Half of top community leaders anxious about future fundraising, says survey
Published on 23 January 2003, by howardlake
Research among 100 of the top community leaders in the UK, commissioned by Charity Bank, has found that one in two were anxious about future fundraising.
Such concerns are not surprising given the FTSE 100's 25% decline over the last 12 months. The community leaders polled
believed that the FTSE's recent poor performance could have a
strong negative impact not only on companies and trusts giving throughout 2003 but also on the reserves of those charities that have equity holdings.
An analysis of income sources revealed that most charities still rated three main sources of income as very important:
Statutory sources (77%)
Charitable trusts (67%)
Company giving (55%)
In response to these fears for 2003, two thirds of community leaders indicated that their trustees were prepared to look for new ways of funding.

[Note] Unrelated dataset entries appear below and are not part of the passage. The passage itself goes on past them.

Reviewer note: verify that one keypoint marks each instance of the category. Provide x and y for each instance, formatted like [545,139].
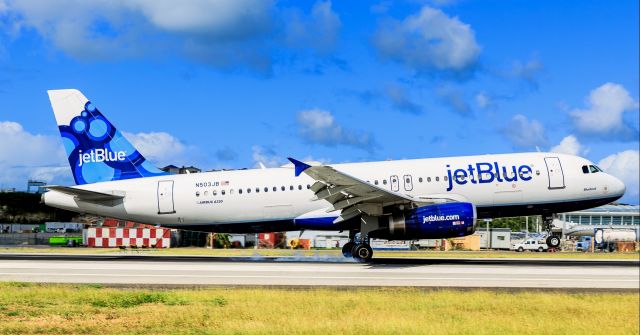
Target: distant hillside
[19,207]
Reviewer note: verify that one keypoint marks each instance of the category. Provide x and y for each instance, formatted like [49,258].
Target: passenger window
[585,169]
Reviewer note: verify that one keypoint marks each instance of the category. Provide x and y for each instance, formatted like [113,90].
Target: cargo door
[165,197]
[554,170]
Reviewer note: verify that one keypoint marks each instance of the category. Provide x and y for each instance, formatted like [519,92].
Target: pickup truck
[530,244]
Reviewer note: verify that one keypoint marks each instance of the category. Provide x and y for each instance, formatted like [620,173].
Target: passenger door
[165,197]
[554,170]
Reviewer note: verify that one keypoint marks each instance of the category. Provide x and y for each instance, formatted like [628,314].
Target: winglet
[300,166]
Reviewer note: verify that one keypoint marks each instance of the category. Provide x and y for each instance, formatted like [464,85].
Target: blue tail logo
[96,150]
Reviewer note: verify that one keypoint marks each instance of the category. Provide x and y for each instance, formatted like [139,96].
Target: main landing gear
[553,240]
[358,246]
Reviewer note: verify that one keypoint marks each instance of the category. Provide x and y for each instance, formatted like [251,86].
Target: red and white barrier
[127,237]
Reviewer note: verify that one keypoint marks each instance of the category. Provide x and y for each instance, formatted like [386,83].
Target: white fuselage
[545,184]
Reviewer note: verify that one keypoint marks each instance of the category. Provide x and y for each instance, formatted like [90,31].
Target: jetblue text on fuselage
[100,155]
[482,173]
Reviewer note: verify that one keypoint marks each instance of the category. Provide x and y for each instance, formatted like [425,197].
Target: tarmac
[306,272]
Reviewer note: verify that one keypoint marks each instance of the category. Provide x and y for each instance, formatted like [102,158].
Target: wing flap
[86,195]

Malcolm Hayday, Chief Executive of Charity Bank, said: "The growing concern about charitable funding means many organisations are looking at different options. It is encouraging that the survey also found that almost two in
three charities rated the increasing importance of earned income and trading. This shift requires new responses from funders. New organisations such as Charity Bank are now open for business, enabling charities to carry on with vital work rather than call on reserves at a difficult time."
Active Community Unit Director, Helen Edwards, said: "Charity Bank is a welcome addition in the journey to increase funding and money available to charitable organisations. I am sure that Charity Bank will add value to our principles of building a fair, prosperous and cohesive society in which everyone has a stake, and aid in the development of a civil society."
The research was carried out by The SMART Company, a strategic consultancy specialising in social, ethical and environmental responsibility.